5. The method of claim 4,
The step of performing the automatic music tagging includes:
Wherein the at least one tag is determined in the entire tag set by using the tag-specific score output through the sound source-text integrated learning model, and is assigned to the sound source content.

5. The method of claim 4,
Wherein the step of generating a real vector corresponding to the preprocessed training data for the sound source data comprises:
Wherein a plurality of frames are sampled from the training data preprocessed for the sound source data and a real vector for the sound source data is generated using each of the plurality of sampled frames as an input of the sound source model, Way.

The method according to claim 6,
Wherein the sound source model has a number of channels equal to the number of the sampled frames.

5. The method of claim 4,
Wherein generating the real vector corresponding to the preprocessed training data for the text information comprises:
Wherein a plurality of real vectors are generated by applying an individual text model to each of a plurality of pieces of individual text information of different kinds.

5. The method of claim 4,
Text integrated learning model using an error based on a difference between a tag vector value obtained by digitizing the tags of the entire tag set and a vector based on the calculated score of each tag in the sound source-text integrated learning model, A method for automatically tagging music.

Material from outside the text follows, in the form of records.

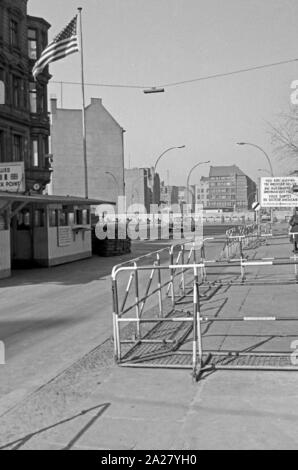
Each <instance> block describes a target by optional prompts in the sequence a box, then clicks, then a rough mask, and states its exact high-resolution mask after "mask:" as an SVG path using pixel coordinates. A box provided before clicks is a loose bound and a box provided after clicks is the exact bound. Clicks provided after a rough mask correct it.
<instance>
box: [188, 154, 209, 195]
mask: <svg viewBox="0 0 298 470" xmlns="http://www.w3.org/2000/svg"><path fill="white" fill-rule="evenodd" d="M205 163H210V160H208V161H207V162H199V163H197V164H196V165H194V166H193V167H192V168H191V170H190V171H189V173H188V176H187V182H186V190H187V199H186V200H187V203H188V201H189V193H190V188H189V181H190V177H191V174H192V172H193V171H194V170H195V169H196V168H197V167H198V166H200V165H204V164H205Z"/></svg>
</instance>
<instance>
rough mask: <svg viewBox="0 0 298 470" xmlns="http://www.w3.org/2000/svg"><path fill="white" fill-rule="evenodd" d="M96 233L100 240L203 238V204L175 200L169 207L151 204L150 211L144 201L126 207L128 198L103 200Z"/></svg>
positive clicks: (165, 239) (99, 213)
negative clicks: (105, 201) (111, 202)
mask: <svg viewBox="0 0 298 470" xmlns="http://www.w3.org/2000/svg"><path fill="white" fill-rule="evenodd" d="M96 215H97V217H98V222H97V224H96V227H95V234H96V237H97V238H98V239H99V240H105V239H107V238H108V239H111V240H113V239H119V240H125V239H126V238H130V239H131V240H159V239H163V240H167V239H174V240H181V238H185V239H188V238H195V240H196V241H200V240H202V239H203V206H202V205H201V204H196V205H192V204H182V205H179V204H173V205H171V206H169V207H163V206H159V205H157V204H151V205H150V210H149V212H148V211H147V210H146V207H145V206H144V205H142V204H132V205H130V206H129V207H128V208H126V198H125V197H119V198H118V203H117V206H116V207H115V206H113V205H110V204H100V205H99V206H97V208H96Z"/></svg>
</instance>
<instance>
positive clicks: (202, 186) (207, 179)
mask: <svg viewBox="0 0 298 470" xmlns="http://www.w3.org/2000/svg"><path fill="white" fill-rule="evenodd" d="M195 200H196V203H197V204H202V205H203V207H204V208H207V207H208V206H209V178H208V177H206V176H202V177H201V180H200V184H196V185H195Z"/></svg>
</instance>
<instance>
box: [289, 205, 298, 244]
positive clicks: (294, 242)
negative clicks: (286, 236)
mask: <svg viewBox="0 0 298 470" xmlns="http://www.w3.org/2000/svg"><path fill="white" fill-rule="evenodd" d="M289 225H290V242H292V243H294V250H293V251H294V253H297V252H298V246H297V243H298V207H296V208H295V212H294V214H293V215H292V217H291V218H290V220H289Z"/></svg>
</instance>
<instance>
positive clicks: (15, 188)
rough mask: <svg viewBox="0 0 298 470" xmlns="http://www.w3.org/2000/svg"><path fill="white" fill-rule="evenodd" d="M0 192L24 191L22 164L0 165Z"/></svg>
mask: <svg viewBox="0 0 298 470" xmlns="http://www.w3.org/2000/svg"><path fill="white" fill-rule="evenodd" d="M0 191H9V192H13V193H22V192H24V191H25V170H24V162H7V163H0Z"/></svg>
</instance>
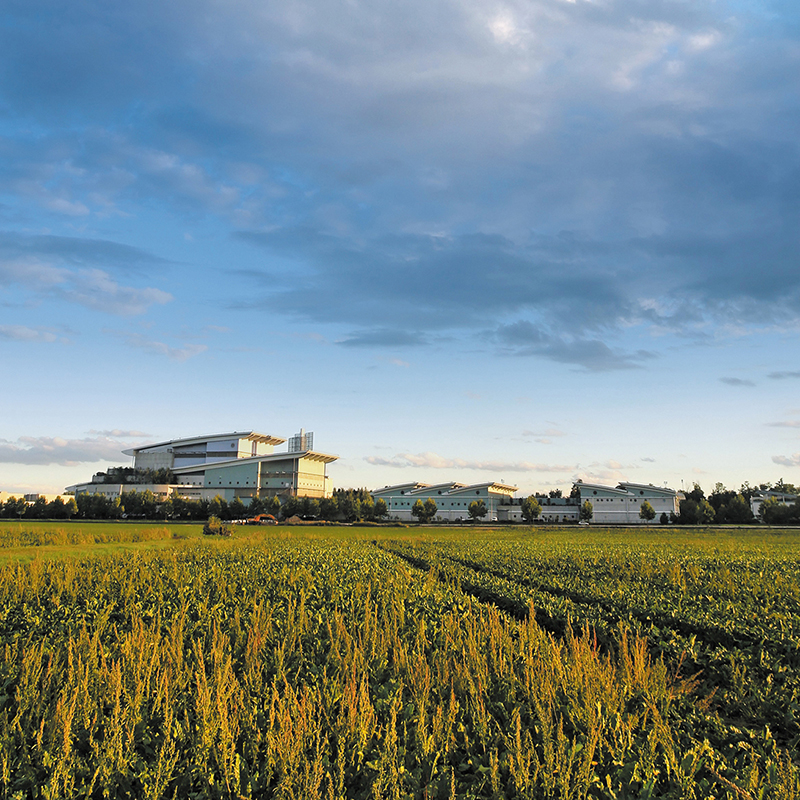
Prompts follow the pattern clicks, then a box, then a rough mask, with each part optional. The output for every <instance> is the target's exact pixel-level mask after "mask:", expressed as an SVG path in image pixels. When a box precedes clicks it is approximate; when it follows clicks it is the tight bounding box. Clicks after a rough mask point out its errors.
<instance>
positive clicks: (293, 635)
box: [0, 528, 800, 800]
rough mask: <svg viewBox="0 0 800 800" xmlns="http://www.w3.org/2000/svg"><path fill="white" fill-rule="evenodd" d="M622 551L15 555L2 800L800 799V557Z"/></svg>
mask: <svg viewBox="0 0 800 800" xmlns="http://www.w3.org/2000/svg"><path fill="white" fill-rule="evenodd" d="M237 536H238V539H237V538H236V537H237ZM170 537H171V534H165V535H162V534H161V533H160V532H159V533H158V534H157V535H156V536H155V538H154V542H158V543H161V542H162V541H171V539H170ZM370 537H371V538H370ZM601 539H602V540H601V541H598V540H593V539H592V538H591V537H587V536H584V538H583V539H580V540H577V539H573V540H561V541H560V540H559V539H558V538H556V537H554V536H550V535H548V536H532V535H531V532H530V529H524V530H522V531H515V532H500V533H498V534H497V535H494V534H491V533H486V534H483V535H479V534H476V533H474V532H472V531H468V532H466V533H457V534H455V533H453V532H442V533H441V534H440V533H439V532H437V531H436V530H434V531H432V532H431V533H430V534H428V535H426V536H424V537H421V536H420V534H419V532H416V531H414V532H409V533H408V534H407V535H405V534H403V535H399V532H398V531H397V530H396V529H390V530H387V531H386V532H383V531H378V530H374V529H370V530H369V531H368V532H367V533H366V534H364V533H363V532H362V533H358V532H357V531H354V532H342V531H329V530H322V531H303V532H299V531H297V530H293V531H290V530H287V529H284V528H275V529H270V530H258V531H256V532H249V531H248V532H246V533H242V532H241V531H238V532H236V535H235V537H234V539H233V540H224V541H213V542H209V541H203V540H197V539H189V540H176V541H175V542H174V544H173V545H171V546H170V547H169V548H168V549H163V550H157V551H152V552H137V553H132V554H126V555H120V556H113V557H102V558H89V559H62V560H58V561H43V560H34V561H32V562H31V563H28V564H18V565H10V564H9V565H7V566H5V567H3V568H2V569H0V647H2V651H1V652H2V657H1V658H0V795H1V796H2V797H7V798H28V797H30V798H34V797H43V798H56V797H58V798H60V797H70V798H72V797H76V798H116V797H152V798H161V797H165V798H169V797H175V798H183V797H198V798H199V797H204V798H205V797H208V798H241V797H259V798H261V797H275V798H310V797H330V798H353V799H354V800H355V799H356V798H359V799H360V798H420V800H422V799H423V798H448V797H458V798H462V797H466V798H470V797H471V798H506V797H509V798H514V797H519V798H559V799H561V798H564V799H566V798H597V799H598V800H599V799H600V798H608V799H609V800H611V798H648V797H652V798H655V797H664V798H676V799H677V798H698V800H699V799H700V798H703V799H704V798H709V797H714V798H730V799H731V800H733V798H736V799H737V800H741V798H775V799H776V800H777V799H778V798H781V800H783V798H792V797H797V794H798V788H800V787H799V786H798V780H799V776H800V768H798V765H797V763H796V762H794V761H793V760H792V759H793V757H794V756H795V753H796V752H797V750H798V746H797V742H798V739H797V735H798V732H797V724H798V723H797V717H796V710H797V679H796V677H795V676H796V674H797V666H798V664H797V657H798V640H799V638H800V636H799V634H798V605H799V604H798V577H800V558H798V557H797V556H795V555H794V554H793V553H792V550H791V547H790V546H788V545H787V544H786V542H785V541H784V542H783V543H782V544H781V545H780V546H776V548H775V549H770V547H768V546H766V545H764V544H763V543H760V544H759V545H758V546H756V545H754V544H753V543H752V542H751V543H749V544H748V543H745V544H744V545H743V546H742V547H740V548H737V549H733V548H729V547H728V546H727V545H729V544H730V542H727V544H726V543H725V542H723V541H722V540H720V541H718V543H717V545H713V544H709V543H708V542H705V541H704V542H700V543H693V542H691V541H688V540H681V541H676V542H673V543H670V542H668V541H664V540H660V541H647V540H645V539H643V538H641V537H638V538H633V537H628V538H625V537H620V536H617V537H616V538H615V537H614V536H612V535H610V534H609V535H604V536H603V537H601ZM720 544H722V545H723V547H722V549H720V547H719V545H720Z"/></svg>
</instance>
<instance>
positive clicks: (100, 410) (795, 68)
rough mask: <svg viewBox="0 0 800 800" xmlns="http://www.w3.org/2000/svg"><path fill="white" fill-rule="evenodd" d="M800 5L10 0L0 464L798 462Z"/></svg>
mask: <svg viewBox="0 0 800 800" xmlns="http://www.w3.org/2000/svg"><path fill="white" fill-rule="evenodd" d="M798 131H800V11H798V6H797V4H796V3H794V2H792V3H790V2H768V1H767V0H764V1H763V2H746V0H717V2H711V1H710V0H693V1H692V2H689V1H688V0H685V1H684V0H652V1H651V2H645V1H644V0H593V1H592V2H588V1H587V0H575V1H574V2H567V1H566V0H528V1H527V2H514V1H513V0H512V1H511V2H492V1H491V0H483V2H465V1H463V0H462V2H456V1H455V0H453V1H448V0H433V2H431V0H425V2H417V0H409V2H404V3H396V2H392V3H389V2H381V1H380V0H378V2H370V3H361V2H356V1H353V2H345V1H344V0H341V1H340V0H313V2H294V1H293V0H282V2H271V1H269V0H268V1H266V2H265V1H264V0H259V1H257V2H256V1H255V0H225V2H221V0H217V1H215V0H192V1H191V2H188V0H171V2H168V3H163V2H155V0H132V2H126V3H121V2H120V3H117V2H111V3H109V2H107V1H106V2H99V0H63V1H62V2H47V0H24V1H23V0H6V2H5V3H4V4H3V10H2V11H0V359H1V361H0V363H2V372H3V378H2V386H3V388H2V392H0V397H2V405H1V406H0V413H2V425H1V426H0V490H6V491H20V490H23V489H25V490H27V489H32V490H35V489H39V490H45V491H58V490H61V489H63V487H64V486H65V485H67V484H68V483H73V482H75V481H78V480H82V479H85V478H88V477H89V476H90V475H91V474H92V472H94V471H96V470H97V469H99V468H104V467H106V466H109V465H113V464H122V463H126V459H125V457H124V456H122V455H121V454H120V451H121V450H122V449H123V448H126V447H130V446H131V445H132V444H137V443H141V442H147V441H156V440H162V439H169V438H175V437H178V436H188V435H193V434H200V433H212V432H222V431H228V430H249V429H256V430H260V431H262V432H265V433H272V434H276V435H280V436H284V437H288V436H289V435H291V434H292V433H295V432H296V431H297V430H298V429H299V428H300V427H301V426H304V427H305V428H306V429H310V430H313V431H315V435H316V442H315V443H316V446H317V449H320V450H323V451H325V452H332V453H338V454H339V455H340V456H341V460H340V461H339V462H337V463H336V464H334V465H332V467H331V468H330V473H331V475H332V477H333V479H334V483H335V484H336V485H338V486H356V485H365V486H369V487H375V486H382V485H384V484H387V483H395V482H400V481H404V480H414V479H420V480H428V481H431V482H433V481H442V480H447V479H451V478H452V479H456V480H461V481H464V482H472V481H480V480H504V481H505V482H506V483H514V484H516V485H517V486H519V487H521V489H522V490H523V491H524V492H527V491H530V490H533V489H549V488H552V487H555V486H558V487H562V488H568V487H569V485H570V484H571V481H572V480H573V479H575V478H576V477H583V478H584V479H596V480H601V481H604V482H614V481H616V480H619V479H622V478H624V479H629V480H634V481H642V482H652V483H657V484H660V483H663V482H667V483H668V484H669V485H671V486H675V487H678V488H679V487H680V483H681V481H682V480H683V481H684V484H685V485H690V484H691V483H692V482H693V481H699V482H700V483H701V485H703V486H704V487H705V488H707V489H711V488H712V487H713V484H714V482H715V481H718V480H719V481H722V482H724V483H726V484H727V485H729V486H738V485H739V484H740V483H741V482H742V481H745V480H749V481H751V482H761V481H766V480H771V481H775V480H777V479H778V478H780V477H783V478H784V479H785V480H787V481H791V482H793V483H800V348H799V347H798V344H799V343H800V246H799V245H800V241H799V240H800V225H798V222H800V144H799V142H798Z"/></svg>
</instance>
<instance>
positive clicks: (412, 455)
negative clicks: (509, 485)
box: [364, 452, 574, 472]
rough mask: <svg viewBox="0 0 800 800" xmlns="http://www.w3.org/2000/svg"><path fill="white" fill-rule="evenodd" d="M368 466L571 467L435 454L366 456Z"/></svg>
mask: <svg viewBox="0 0 800 800" xmlns="http://www.w3.org/2000/svg"><path fill="white" fill-rule="evenodd" d="M364 460H365V461H366V462H367V463H368V464H372V465H373V466H377V467H395V468H406V467H414V468H425V467H427V468H431V469H470V470H480V471H483V472H570V471H571V470H573V469H574V467H572V466H567V465H562V464H555V465H553V464H534V463H531V462H529V461H510V462H509V461H469V460H465V459H460V458H445V457H443V456H440V455H438V454H437V453H431V452H426V453H417V454H414V453H398V454H397V455H396V456H394V457H393V458H381V457H379V456H366V457H365V458H364Z"/></svg>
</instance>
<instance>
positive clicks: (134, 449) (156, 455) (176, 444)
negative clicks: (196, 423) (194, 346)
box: [66, 430, 338, 500]
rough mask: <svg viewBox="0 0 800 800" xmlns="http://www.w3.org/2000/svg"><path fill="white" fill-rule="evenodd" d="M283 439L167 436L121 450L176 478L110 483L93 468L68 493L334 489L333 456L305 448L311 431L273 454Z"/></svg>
mask: <svg viewBox="0 0 800 800" xmlns="http://www.w3.org/2000/svg"><path fill="white" fill-rule="evenodd" d="M284 442H286V439H284V438H281V437H279V436H271V435H269V434H263V433H257V432H256V431H245V432H237V431H234V432H233V433H220V434H214V435H212V436H195V437H191V438H188V439H171V440H170V441H167V442H158V443H156V444H150V445H144V446H143V447H134V448H131V449H130V450H125V451H123V452H124V453H125V455H128V456H131V457H132V458H133V467H134V470H135V471H136V472H138V473H139V474H142V472H143V471H145V470H170V471H171V472H172V473H173V474H174V476H175V482H174V483H169V484H152V483H122V482H120V483H112V482H110V481H109V476H110V475H113V474H114V471H113V470H111V471H110V472H109V473H108V474H107V473H98V474H97V475H95V476H94V477H93V479H92V480H91V481H90V482H88V483H79V484H75V485H74V486H69V487H67V489H66V491H67V492H70V493H72V494H102V495H105V496H107V497H118V496H119V495H121V494H122V493H123V492H131V491H135V492H145V491H148V490H149V491H151V492H153V494H155V495H156V497H157V498H158V499H159V500H164V499H166V498H167V497H168V496H170V495H178V496H180V497H186V498H190V499H195V500H199V499H202V498H205V499H213V498H214V497H216V496H217V495H219V496H220V497H222V498H223V499H225V500H233V499H234V498H236V497H239V498H242V499H250V498H253V497H272V496H275V495H277V496H279V497H316V498H322V497H330V496H331V495H332V494H333V487H332V484H331V480H330V478H329V477H328V475H327V465H328V464H330V463H332V462H333V461H336V460H337V458H338V456H334V455H329V454H327V453H320V452H318V451H316V450H311V449H306V448H307V447H308V446H309V445H310V444H311V443H313V434H311V433H306V432H305V431H302V430H301V431H300V433H299V434H297V435H296V436H294V437H292V439H291V444H294V445H295V446H298V447H301V448H303V449H297V450H292V449H291V447H290V449H289V450H288V451H287V452H281V453H275V452H274V447H275V445H279V444H283V443H284Z"/></svg>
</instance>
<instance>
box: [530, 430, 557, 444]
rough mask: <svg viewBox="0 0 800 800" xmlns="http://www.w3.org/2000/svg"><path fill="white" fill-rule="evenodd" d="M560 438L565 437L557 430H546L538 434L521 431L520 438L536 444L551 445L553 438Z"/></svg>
mask: <svg viewBox="0 0 800 800" xmlns="http://www.w3.org/2000/svg"><path fill="white" fill-rule="evenodd" d="M561 436H566V433H564V431H561V430H559V429H558V428H546V429H545V430H544V431H540V432H536V431H530V430H524V431H522V437H523V438H524V439H533V441H534V442H537V443H538V444H552V443H553V438H556V437H561Z"/></svg>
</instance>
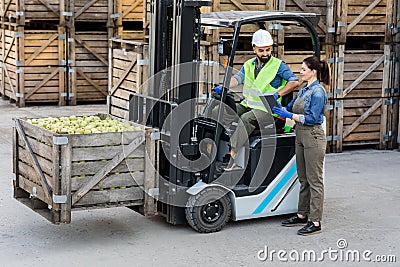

10. The method of claim 9,
The error change value calculated by partially differentiating the error in the sound source-text integrated learning model is propagated to the individual sound model models and the individual models of the text model through backpropagation or backpropagation through time (BPTT) A method for automatic tagging of music.

A computer-readable recording medium storing a program for causing a computer to execute the method according to any one of claims 1 to 10.

A computer-implemented music auto-tagging system,
An input control unit for receiving sound source data and text information of the sound source content with respect to the sound source content;
A preprocessor for processing the sound source data and the text information in the form of learning data;
A learning unit for learning together learning data preprocessed on the sound source data and learning data preprocessed for the text information through a sound source-text integrated learning model; And
And a tagging unit for assigning at least one tag according to the learning result to the sound source content and performing automatic music tagging,
Wherein the music auto-tagging system comprises:

13. The method of claim 12,
The sound source-text integrated learning model is an integrated sound source model and a text model,
Wherein,
Generating a first real number vector corresponding to the preprocessed learning data for the sound source data using the sound source model among the sound source and text integrated learning models and generating a first real number vector corresponding to the preprocessed training data for the sound source data using the text model A second real number vector corresponding to the preprocessed learning data is generated, and the score for each tag according to the third real number vector to which the first real number vector and the second real number vector are connected is set as the sound- Learning model of the music.

14. The method of claim 13,
The tagging unit,
Wherein the at least one tag is determined in the entire tag set using the tag-specific score output through the sound-text integrated learning model, and is assigned to the sound source content.